The researchers also found a geographic variation in the results along the east-west direction from Slovakia to eastern France, indicating that this division of labour is linked to the spread of farming practices westwards.
In the eastern areas, they found evidence suggesting that the women of this time moved around more than men, and shell ornamentation and jewellery were carried in people’s graves regardless of their sex.
On the contrary, the archeologists found that in the west men moved around more and had tools more associated with hunting than women.
Based on these findings, the researchers suggest that gender-based division of labour may have been a crucial part of the transition to farming in human societies.
According to Penny Bickle, a co-author of the study from the University of York’s Department of Archaeology, the gendered roles, far from being a sign of early gender inequalities, reveal how dynamic farming societies were, and how aware they were of the different skills of members of their community.
“The tasks attributed to women were difficult manual work and complemented the work of the men as equal contributors to their community.

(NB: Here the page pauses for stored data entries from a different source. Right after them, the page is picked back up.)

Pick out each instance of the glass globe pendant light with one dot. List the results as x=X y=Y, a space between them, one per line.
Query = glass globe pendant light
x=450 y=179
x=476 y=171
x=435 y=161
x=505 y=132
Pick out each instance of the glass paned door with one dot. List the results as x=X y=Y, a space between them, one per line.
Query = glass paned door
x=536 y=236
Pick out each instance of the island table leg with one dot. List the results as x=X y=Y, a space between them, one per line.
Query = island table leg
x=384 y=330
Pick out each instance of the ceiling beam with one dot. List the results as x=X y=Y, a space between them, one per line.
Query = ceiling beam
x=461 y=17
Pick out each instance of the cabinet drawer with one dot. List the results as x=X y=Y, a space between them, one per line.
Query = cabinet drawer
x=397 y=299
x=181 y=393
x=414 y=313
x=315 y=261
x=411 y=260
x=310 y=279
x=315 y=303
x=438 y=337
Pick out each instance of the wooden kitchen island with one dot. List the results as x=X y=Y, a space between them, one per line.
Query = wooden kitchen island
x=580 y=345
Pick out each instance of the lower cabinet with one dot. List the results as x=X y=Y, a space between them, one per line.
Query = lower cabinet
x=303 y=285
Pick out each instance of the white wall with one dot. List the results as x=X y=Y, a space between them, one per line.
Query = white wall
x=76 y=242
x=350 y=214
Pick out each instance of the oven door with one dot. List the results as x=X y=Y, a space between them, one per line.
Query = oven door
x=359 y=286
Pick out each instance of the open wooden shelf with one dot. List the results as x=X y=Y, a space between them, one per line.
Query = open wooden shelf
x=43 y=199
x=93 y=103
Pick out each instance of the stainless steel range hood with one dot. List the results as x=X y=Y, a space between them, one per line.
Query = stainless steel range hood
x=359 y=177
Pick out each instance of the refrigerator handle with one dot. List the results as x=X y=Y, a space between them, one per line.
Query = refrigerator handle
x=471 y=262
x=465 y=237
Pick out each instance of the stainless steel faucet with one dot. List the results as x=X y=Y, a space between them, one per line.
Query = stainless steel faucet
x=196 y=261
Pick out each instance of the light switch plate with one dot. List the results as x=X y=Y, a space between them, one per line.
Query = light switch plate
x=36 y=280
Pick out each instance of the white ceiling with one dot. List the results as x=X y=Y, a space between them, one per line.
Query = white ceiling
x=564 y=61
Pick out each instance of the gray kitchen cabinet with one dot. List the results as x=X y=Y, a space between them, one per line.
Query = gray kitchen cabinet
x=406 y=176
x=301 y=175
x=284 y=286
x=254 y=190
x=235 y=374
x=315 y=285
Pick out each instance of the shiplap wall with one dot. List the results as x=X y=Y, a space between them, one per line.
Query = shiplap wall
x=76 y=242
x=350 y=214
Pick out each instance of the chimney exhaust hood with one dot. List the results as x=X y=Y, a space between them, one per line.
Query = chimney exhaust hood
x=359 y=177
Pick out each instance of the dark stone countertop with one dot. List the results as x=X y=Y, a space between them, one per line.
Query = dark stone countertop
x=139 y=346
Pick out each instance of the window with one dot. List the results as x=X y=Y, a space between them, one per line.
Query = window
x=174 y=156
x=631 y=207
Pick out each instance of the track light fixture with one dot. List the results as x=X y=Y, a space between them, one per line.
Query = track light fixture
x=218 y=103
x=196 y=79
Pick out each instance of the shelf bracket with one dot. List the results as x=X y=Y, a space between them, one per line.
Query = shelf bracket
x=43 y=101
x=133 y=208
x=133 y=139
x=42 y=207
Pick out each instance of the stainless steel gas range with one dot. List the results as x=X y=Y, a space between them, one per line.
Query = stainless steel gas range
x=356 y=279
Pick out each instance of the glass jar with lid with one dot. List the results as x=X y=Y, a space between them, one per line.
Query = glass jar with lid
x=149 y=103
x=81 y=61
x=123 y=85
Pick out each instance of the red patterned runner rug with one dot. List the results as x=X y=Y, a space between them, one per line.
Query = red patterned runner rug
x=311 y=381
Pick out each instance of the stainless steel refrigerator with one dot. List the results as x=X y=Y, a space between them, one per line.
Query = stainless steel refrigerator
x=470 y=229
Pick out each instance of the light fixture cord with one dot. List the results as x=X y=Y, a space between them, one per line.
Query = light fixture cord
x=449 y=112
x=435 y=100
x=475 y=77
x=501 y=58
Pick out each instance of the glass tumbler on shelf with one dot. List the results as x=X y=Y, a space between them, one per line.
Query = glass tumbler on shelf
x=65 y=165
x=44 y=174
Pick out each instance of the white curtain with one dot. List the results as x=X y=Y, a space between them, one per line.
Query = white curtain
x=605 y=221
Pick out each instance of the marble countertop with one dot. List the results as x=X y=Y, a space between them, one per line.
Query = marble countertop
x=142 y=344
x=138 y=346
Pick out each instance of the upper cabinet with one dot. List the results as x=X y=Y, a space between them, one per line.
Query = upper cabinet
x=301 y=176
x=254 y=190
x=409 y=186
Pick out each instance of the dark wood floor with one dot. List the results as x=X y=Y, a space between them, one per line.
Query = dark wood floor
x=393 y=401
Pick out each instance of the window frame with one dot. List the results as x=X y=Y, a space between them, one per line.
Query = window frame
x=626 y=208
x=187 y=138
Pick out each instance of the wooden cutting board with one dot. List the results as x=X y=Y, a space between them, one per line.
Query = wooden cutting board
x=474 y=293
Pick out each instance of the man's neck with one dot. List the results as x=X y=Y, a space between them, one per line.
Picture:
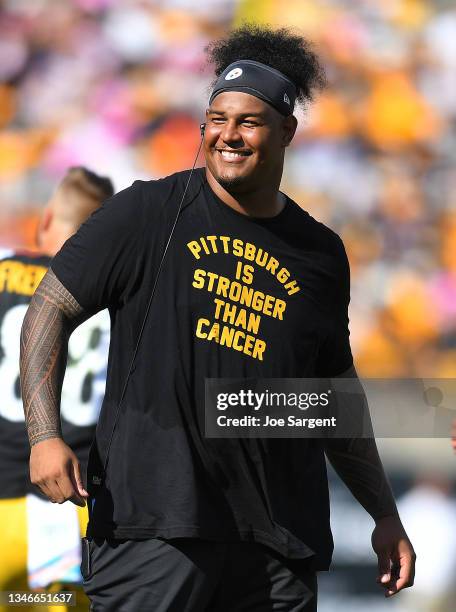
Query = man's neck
x=265 y=202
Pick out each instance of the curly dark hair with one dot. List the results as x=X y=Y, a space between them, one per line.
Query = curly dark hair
x=281 y=49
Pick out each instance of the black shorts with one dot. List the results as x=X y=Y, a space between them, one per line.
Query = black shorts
x=191 y=575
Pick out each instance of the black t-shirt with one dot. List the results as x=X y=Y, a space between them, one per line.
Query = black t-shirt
x=164 y=478
x=20 y=274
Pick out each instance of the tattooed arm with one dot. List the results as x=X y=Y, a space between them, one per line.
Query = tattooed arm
x=357 y=462
x=51 y=317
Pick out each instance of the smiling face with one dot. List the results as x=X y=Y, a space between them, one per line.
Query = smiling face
x=244 y=141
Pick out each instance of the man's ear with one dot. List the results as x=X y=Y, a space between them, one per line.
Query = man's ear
x=289 y=126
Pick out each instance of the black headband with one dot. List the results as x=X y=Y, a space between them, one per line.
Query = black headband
x=260 y=81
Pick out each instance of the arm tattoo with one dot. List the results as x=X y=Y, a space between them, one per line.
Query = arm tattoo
x=357 y=462
x=52 y=315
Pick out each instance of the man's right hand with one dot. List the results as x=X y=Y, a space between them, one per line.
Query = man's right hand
x=55 y=470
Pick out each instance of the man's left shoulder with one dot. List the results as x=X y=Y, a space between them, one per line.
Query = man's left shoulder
x=318 y=235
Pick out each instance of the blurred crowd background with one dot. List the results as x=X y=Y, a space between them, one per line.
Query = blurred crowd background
x=121 y=86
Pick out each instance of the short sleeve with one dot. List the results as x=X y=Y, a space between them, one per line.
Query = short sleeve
x=335 y=355
x=96 y=263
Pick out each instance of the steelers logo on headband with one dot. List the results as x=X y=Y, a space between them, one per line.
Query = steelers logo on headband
x=258 y=80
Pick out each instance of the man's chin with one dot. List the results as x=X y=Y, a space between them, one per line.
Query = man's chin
x=232 y=183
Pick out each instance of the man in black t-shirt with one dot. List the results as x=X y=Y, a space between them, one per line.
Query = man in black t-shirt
x=250 y=286
x=24 y=516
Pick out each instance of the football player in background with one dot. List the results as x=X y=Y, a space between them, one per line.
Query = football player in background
x=39 y=543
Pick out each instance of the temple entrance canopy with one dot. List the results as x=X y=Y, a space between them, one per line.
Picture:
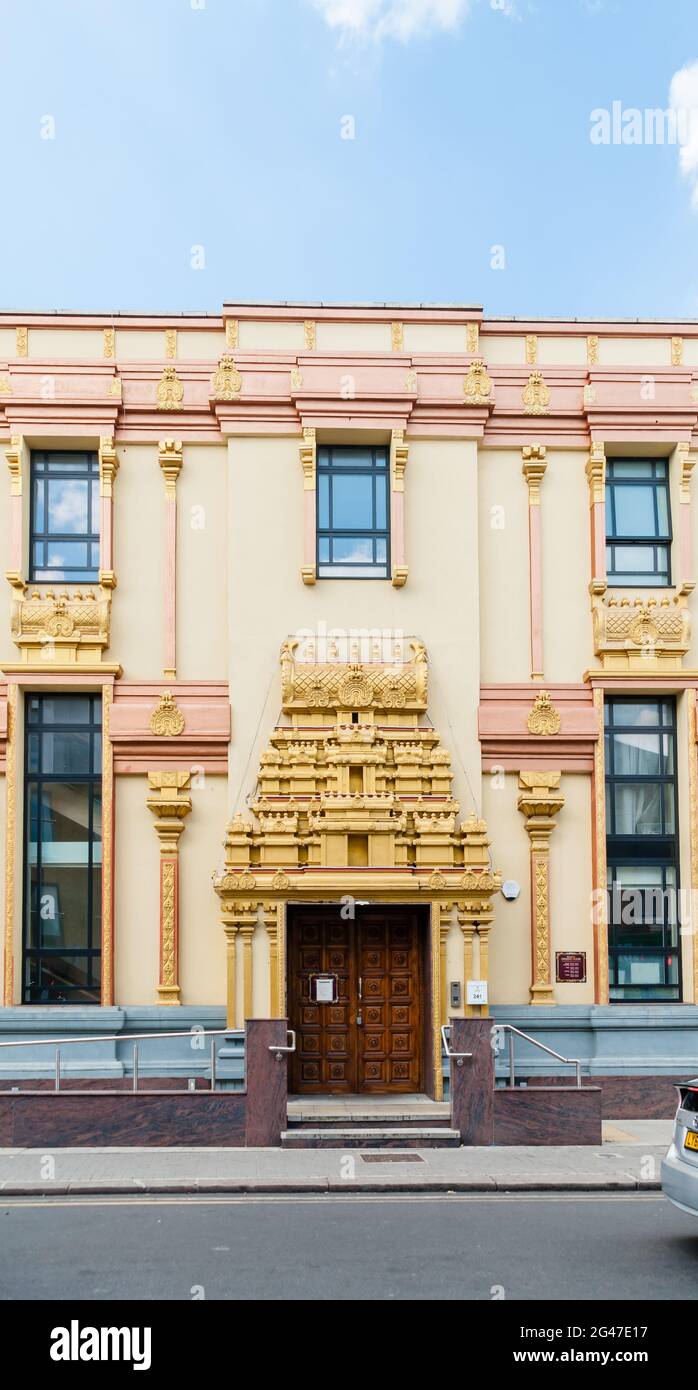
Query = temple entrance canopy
x=353 y=805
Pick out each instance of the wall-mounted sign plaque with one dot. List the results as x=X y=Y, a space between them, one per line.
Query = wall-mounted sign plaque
x=570 y=966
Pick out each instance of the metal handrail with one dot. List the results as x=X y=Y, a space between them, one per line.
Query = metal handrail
x=135 y=1039
x=458 y=1057
x=512 y=1030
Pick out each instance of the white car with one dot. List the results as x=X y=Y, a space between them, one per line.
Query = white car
x=680 y=1165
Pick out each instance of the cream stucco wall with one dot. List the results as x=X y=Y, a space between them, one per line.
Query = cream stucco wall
x=136 y=610
x=504 y=566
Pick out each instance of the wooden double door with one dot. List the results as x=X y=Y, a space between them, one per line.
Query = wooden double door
x=355 y=1000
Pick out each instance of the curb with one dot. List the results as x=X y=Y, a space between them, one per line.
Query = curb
x=330 y=1186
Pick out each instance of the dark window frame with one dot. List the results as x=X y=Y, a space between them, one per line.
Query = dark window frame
x=41 y=473
x=659 y=544
x=91 y=993
x=378 y=473
x=661 y=851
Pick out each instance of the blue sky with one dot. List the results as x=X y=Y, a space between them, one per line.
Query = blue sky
x=217 y=124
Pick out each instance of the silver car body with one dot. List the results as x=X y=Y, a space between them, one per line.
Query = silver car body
x=680 y=1165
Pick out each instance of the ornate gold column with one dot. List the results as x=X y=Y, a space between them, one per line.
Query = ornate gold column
x=170 y=459
x=540 y=802
x=271 y=926
x=534 y=464
x=170 y=804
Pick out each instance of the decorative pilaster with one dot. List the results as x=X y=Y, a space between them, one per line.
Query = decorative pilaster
x=271 y=912
x=107 y=471
x=534 y=464
x=14 y=456
x=107 y=849
x=10 y=845
x=170 y=459
x=540 y=801
x=399 y=451
x=597 y=478
x=170 y=804
x=598 y=849
x=686 y=463
x=309 y=466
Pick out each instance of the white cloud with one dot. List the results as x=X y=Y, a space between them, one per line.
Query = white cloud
x=683 y=99
x=392 y=18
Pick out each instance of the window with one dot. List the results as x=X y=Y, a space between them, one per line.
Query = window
x=353 y=513
x=643 y=851
x=63 y=849
x=64 y=517
x=638 y=521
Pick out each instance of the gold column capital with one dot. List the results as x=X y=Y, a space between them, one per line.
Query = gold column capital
x=533 y=466
x=595 y=471
x=170 y=459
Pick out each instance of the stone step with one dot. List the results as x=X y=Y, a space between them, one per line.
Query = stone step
x=367 y=1136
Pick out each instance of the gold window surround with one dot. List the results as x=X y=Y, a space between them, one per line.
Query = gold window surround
x=355 y=767
x=398 y=463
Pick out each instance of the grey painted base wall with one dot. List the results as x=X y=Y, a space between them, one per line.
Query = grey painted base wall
x=619 y=1040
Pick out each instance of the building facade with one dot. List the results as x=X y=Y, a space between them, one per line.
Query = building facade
x=348 y=674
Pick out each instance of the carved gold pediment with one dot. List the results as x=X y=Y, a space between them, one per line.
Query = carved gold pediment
x=356 y=787
x=61 y=626
x=634 y=633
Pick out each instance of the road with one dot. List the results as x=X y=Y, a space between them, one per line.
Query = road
x=554 y=1247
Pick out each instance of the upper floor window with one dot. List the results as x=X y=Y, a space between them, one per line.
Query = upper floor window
x=64 y=517
x=352 y=513
x=638 y=521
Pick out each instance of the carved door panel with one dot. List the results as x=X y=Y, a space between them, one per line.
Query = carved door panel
x=390 y=970
x=326 y=1033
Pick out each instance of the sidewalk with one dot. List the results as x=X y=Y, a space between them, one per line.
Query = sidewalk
x=627 y=1161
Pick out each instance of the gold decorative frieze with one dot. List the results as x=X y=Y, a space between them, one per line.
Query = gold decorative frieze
x=167 y=719
x=477 y=385
x=353 y=685
x=633 y=633
x=61 y=626
x=170 y=459
x=170 y=391
x=536 y=395
x=544 y=719
x=227 y=381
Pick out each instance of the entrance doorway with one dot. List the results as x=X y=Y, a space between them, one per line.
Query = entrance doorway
x=356 y=1000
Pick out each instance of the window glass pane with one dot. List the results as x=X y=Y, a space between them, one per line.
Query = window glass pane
x=630 y=467
x=67 y=506
x=636 y=713
x=381 y=502
x=66 y=752
x=64 y=709
x=637 y=809
x=352 y=549
x=323 y=481
x=640 y=558
x=352 y=502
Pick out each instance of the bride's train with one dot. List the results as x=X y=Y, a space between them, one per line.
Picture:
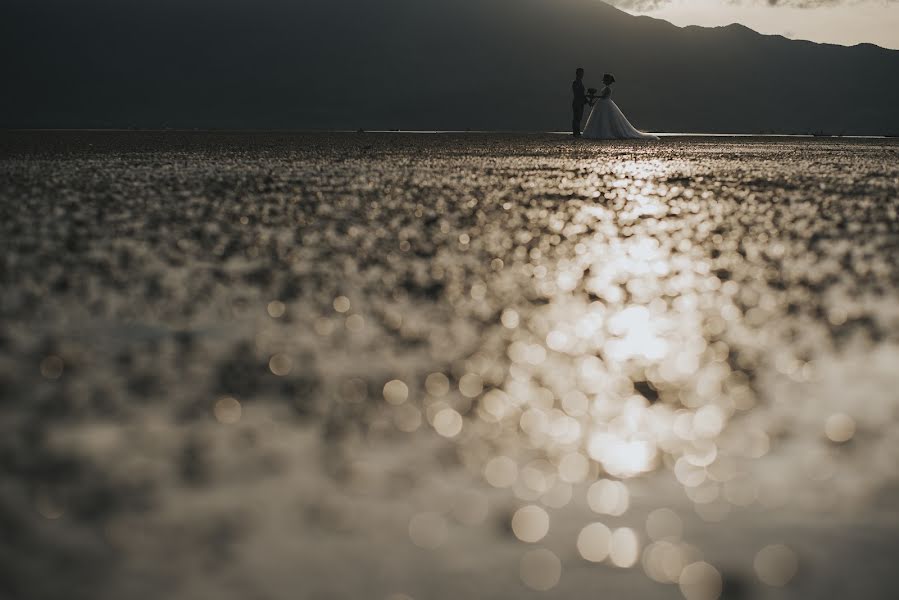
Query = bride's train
x=607 y=122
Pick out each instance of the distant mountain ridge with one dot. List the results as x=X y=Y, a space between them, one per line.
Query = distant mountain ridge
x=409 y=64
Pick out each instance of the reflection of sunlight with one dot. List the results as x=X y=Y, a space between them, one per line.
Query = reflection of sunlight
x=615 y=367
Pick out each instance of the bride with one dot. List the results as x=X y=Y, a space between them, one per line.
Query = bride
x=606 y=121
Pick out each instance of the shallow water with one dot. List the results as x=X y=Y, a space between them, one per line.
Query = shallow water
x=376 y=365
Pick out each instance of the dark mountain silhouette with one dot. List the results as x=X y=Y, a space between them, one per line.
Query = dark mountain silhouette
x=420 y=64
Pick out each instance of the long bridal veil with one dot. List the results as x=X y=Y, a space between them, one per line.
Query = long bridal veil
x=607 y=122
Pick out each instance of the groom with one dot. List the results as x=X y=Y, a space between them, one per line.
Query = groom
x=578 y=102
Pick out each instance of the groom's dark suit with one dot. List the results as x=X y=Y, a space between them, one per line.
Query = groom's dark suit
x=577 y=105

The fact that you see these objects in the graves of men and women demonstrates how marked out and valued they were for these jobs,” Bickle said in a statement.
While the analysed tools may not have necessarily been used by the specific people they were buried with, the archeologists said the objects could have been chosen to represent the activities carried out by different genders.
The researchers believe the findings can shed more light on the complex factors involved in the rise of gender inequalities in the Neolithic age, and their link to the division of labour during the transition to farming.